Your article took me back to my 1950s childhood in inner-city Leeds. We hardly saw a blade of grass, but had a wonderful time scrambling among the general derelictio­n of postwar slum-clearance and building sites. We were like mountain goats running over tipper-truck mounds of cobbleston­es, dumped as streets were cleared, en route to school. The cobbles were edged with gas-tar, so we had modelling material (it came off hands with a rub of margarine paper). Access to the waterworks depot was by shinning up a drainpipe and over the wall; huge concrete pipes were great to run through. A very smooth bit of road surface alongside our Sweet Street flats was ideal for roller-skating – and there was so little traffic so no danger.

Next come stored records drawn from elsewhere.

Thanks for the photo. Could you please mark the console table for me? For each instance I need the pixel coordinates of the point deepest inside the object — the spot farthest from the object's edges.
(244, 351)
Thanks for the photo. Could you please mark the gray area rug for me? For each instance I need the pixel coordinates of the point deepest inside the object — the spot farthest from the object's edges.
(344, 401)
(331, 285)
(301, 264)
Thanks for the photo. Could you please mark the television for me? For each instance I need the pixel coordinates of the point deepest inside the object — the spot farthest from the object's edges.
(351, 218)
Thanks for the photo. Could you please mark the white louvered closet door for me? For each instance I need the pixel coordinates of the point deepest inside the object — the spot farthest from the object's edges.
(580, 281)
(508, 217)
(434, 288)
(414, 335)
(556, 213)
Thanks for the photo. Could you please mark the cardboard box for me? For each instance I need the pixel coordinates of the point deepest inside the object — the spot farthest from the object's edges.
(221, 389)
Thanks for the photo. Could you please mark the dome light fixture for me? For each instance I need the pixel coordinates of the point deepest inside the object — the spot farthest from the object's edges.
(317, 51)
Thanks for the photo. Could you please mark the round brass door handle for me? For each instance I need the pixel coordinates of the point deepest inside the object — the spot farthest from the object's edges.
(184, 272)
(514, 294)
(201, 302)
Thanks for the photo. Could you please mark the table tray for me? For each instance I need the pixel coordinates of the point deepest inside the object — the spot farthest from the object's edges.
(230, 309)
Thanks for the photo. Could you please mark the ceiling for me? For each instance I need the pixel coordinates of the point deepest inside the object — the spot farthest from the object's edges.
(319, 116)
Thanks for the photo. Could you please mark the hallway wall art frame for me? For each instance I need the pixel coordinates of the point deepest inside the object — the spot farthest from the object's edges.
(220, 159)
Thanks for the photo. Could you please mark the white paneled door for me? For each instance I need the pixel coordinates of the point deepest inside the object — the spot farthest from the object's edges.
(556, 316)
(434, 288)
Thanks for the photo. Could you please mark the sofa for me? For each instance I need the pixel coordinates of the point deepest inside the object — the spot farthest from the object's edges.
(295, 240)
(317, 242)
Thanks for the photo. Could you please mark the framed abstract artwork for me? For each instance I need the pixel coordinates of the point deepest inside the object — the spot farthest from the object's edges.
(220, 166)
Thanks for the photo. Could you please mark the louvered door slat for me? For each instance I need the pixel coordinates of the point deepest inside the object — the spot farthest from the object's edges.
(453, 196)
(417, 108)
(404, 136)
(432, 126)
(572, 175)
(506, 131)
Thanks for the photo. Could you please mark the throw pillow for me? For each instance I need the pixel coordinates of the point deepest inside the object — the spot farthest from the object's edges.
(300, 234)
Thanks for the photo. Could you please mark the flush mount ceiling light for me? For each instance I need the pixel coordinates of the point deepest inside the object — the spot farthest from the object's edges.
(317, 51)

But the highlight of the year was Bonfire Night and its preparatio­ns. In those days, every street had its own fire, and as we were a community in a block of flats with lots of spare ground (foundation­s of other blocks that were never built), we had the most gigantic bonfire. “Chumping” (collecting all manner of combustibl­es) started towards the end of the summer holidays, with a lull when term started, then urgency as November approached. Abandoned back-to-backs, ready for demolition, provided vast amounts of furniture, cupboards and floorboard­s for the taking. So kids of all ages would haul armchairs, mattresses, planks, even a piano one year, through the streets to the “diggings” – rough ground where we piled everything. Dens were built, and obstacle courses, with different age groups having their time slots. One year, the whole lot went up in flames ahead of 5 November – no doubt from the teenagers smoking in a den.

So there were no custom-made playground­s (only on Holbeck Moor – concrete surface under swings and high slide etc.) but we lacked nothing when it came to entertaini­ng ourselves. We lived close enough to the city centre to be able to walk to the museum and art gallery – a frequent Sunday afternoon outing, minus parents. I don’t recall any disasters through all these activities. It is lamentable that today’s children are unable to exercise the freedoms of yesteryear to learn independen­ce, initiative, leadership skills, and gain enormously in personal developmen­t through unsupervis­ed play.